Intuitively, most people would accept this proposition as true: there are so few women in senior managerial posts that those who do succeed are almost bound to be better than your average male. But it is also demonstrably true; the way that highly-paid women earn their money appears rather different from the way in which highly-paid men earn theirs.
Our top women are almost exclusively performers, people whose pay is related in some direct way to their output, usually as writers or pop stars. Our top men, by contrast, are usually (though not exclusively) in business or finance: they are either entrepreneurs who have built up their own businesses, or commercial bureaucracts, people who have climbed corporate ladders to top positions.
Ten of the top 20 female earners in Britain were, according to a survey at the weekend by the Mail on Sunday, authors. (I have cheated slightly by classifying Baroness Thatcher as an author; earnings from her book, plus associated speeches, is why she has shot up the league, but of course she employed a team of ghost-writers to pen her tome.)

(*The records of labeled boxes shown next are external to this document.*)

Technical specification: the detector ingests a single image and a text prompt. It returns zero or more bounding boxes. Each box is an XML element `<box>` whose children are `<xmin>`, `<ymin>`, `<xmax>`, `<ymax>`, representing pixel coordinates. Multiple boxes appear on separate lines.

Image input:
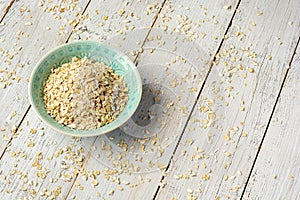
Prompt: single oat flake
<box><xmin>44</xmin><ymin>57</ymin><xmax>128</xmax><ymax>130</ymax></box>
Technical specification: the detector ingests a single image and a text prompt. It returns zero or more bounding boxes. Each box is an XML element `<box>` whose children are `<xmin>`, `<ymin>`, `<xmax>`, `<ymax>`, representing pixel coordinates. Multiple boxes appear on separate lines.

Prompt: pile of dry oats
<box><xmin>44</xmin><ymin>57</ymin><xmax>128</xmax><ymax>129</ymax></box>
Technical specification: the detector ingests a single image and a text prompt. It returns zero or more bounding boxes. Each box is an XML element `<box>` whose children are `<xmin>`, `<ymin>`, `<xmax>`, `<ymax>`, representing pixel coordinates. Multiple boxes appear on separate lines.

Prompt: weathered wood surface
<box><xmin>69</xmin><ymin>1</ymin><xmax>241</xmax><ymax>199</ymax></box>
<box><xmin>0</xmin><ymin>1</ymin><xmax>88</xmax><ymax>155</ymax></box>
<box><xmin>0</xmin><ymin>0</ymin><xmax>300</xmax><ymax>199</ymax></box>
<box><xmin>0</xmin><ymin>0</ymin><xmax>14</xmax><ymax>20</ymax></box>
<box><xmin>244</xmin><ymin>46</ymin><xmax>300</xmax><ymax>199</ymax></box>
<box><xmin>157</xmin><ymin>1</ymin><xmax>299</xmax><ymax>199</ymax></box>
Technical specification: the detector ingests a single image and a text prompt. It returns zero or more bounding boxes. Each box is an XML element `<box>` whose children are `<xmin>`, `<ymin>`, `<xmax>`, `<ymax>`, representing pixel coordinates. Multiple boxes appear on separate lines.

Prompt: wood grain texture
<box><xmin>0</xmin><ymin>1</ymin><xmax>88</xmax><ymax>154</ymax></box>
<box><xmin>0</xmin><ymin>1</ymin><xmax>164</xmax><ymax>199</ymax></box>
<box><xmin>157</xmin><ymin>1</ymin><xmax>299</xmax><ymax>199</ymax></box>
<box><xmin>0</xmin><ymin>0</ymin><xmax>14</xmax><ymax>20</ymax></box>
<box><xmin>244</xmin><ymin>46</ymin><xmax>300</xmax><ymax>199</ymax></box>
<box><xmin>69</xmin><ymin>1</ymin><xmax>243</xmax><ymax>199</ymax></box>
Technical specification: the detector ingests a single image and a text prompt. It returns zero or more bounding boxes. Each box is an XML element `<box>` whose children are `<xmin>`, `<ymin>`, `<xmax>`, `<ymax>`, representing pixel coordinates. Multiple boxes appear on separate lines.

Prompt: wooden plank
<box><xmin>0</xmin><ymin>0</ymin><xmax>14</xmax><ymax>20</ymax></box>
<box><xmin>65</xmin><ymin>1</ymin><xmax>241</xmax><ymax>199</ymax></box>
<box><xmin>0</xmin><ymin>109</ymin><xmax>93</xmax><ymax>199</ymax></box>
<box><xmin>157</xmin><ymin>1</ymin><xmax>299</xmax><ymax>199</ymax></box>
<box><xmin>244</xmin><ymin>46</ymin><xmax>300</xmax><ymax>199</ymax></box>
<box><xmin>0</xmin><ymin>1</ymin><xmax>164</xmax><ymax>199</ymax></box>
<box><xmin>0</xmin><ymin>1</ymin><xmax>88</xmax><ymax>155</ymax></box>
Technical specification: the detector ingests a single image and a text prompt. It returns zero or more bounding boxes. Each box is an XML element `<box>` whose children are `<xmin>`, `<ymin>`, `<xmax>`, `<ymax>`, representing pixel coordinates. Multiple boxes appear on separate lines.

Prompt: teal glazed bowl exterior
<box><xmin>29</xmin><ymin>41</ymin><xmax>142</xmax><ymax>137</ymax></box>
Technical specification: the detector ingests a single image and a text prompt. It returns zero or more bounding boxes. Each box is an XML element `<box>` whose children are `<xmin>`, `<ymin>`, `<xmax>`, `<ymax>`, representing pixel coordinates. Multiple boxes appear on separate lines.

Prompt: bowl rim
<box><xmin>28</xmin><ymin>40</ymin><xmax>143</xmax><ymax>137</ymax></box>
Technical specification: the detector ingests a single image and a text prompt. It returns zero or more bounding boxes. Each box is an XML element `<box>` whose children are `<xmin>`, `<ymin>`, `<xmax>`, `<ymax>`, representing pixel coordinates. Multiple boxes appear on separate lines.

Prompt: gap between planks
<box><xmin>152</xmin><ymin>0</ymin><xmax>241</xmax><ymax>200</ymax></box>
<box><xmin>240</xmin><ymin>37</ymin><xmax>300</xmax><ymax>200</ymax></box>
<box><xmin>63</xmin><ymin>0</ymin><xmax>167</xmax><ymax>200</ymax></box>
<box><xmin>0</xmin><ymin>0</ymin><xmax>91</xmax><ymax>160</ymax></box>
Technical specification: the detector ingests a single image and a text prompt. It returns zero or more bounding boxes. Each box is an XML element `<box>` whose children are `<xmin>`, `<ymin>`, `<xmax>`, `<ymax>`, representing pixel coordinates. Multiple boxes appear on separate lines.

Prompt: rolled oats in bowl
<box><xmin>44</xmin><ymin>57</ymin><xmax>128</xmax><ymax>130</ymax></box>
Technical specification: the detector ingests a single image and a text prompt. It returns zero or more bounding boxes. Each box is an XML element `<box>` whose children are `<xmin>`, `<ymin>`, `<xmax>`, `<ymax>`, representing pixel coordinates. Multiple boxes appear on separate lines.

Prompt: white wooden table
<box><xmin>0</xmin><ymin>0</ymin><xmax>300</xmax><ymax>200</ymax></box>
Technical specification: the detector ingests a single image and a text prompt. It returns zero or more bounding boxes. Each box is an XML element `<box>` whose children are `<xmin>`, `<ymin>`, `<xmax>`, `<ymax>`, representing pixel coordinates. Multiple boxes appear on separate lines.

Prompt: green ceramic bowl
<box><xmin>29</xmin><ymin>41</ymin><xmax>142</xmax><ymax>137</ymax></box>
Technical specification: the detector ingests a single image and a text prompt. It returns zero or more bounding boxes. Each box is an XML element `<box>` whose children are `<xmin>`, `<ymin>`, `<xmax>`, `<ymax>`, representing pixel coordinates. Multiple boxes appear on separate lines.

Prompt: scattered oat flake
<box><xmin>247</xmin><ymin>67</ymin><xmax>254</xmax><ymax>73</ymax></box>
<box><xmin>25</xmin><ymin>22</ymin><xmax>32</xmax><ymax>26</ymax></box>
<box><xmin>223</xmin><ymin>4</ymin><xmax>231</xmax><ymax>10</ymax></box>
<box><xmin>256</xmin><ymin>12</ymin><xmax>263</xmax><ymax>16</ymax></box>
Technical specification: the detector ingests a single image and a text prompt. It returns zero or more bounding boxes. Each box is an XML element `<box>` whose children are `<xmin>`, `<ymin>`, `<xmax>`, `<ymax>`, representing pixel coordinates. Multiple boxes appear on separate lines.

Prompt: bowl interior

Of the rest, six were pop singers or former pop singers, two were supermodels and one was an actress. Only one of them, Anita Roddick, the founder of Bodyshop, was in business, and she squeaks in at number 20, with pounds 561,000 of earnings. Number one, the author Barbara Taylor Bradford, earned pounds 8.7m last year.
There is no comparable list for male earnings, for such lists tend to look at wealth, inherited or otherwise, rather than income. But a quick check of the pay of the chief executives of the 100 largest companies (all men) reveals that 35 earned more than Anita Roddick.
The high earners in the City are overwhelmingly male, as are the top professionals in the law, medicine and accountancy. The glass ceiling really does exist. However - and this is the important bit - if one looks at the very top of the earnings scale, and certainly at the new fortunes being made, there is a disproportionate number of men who are performers rather than bureaucrats. In that list of 100 company chiefs, only six earned more than pounds 1m, yet one could very quickly list half a dozen male 'performers' who earn far more: Sir Andrew Lloyd Webber, Paul McCartney, Mick Jagger, Elton John, Sean Connery, and the man who turned business into a performance art, Richard Branson.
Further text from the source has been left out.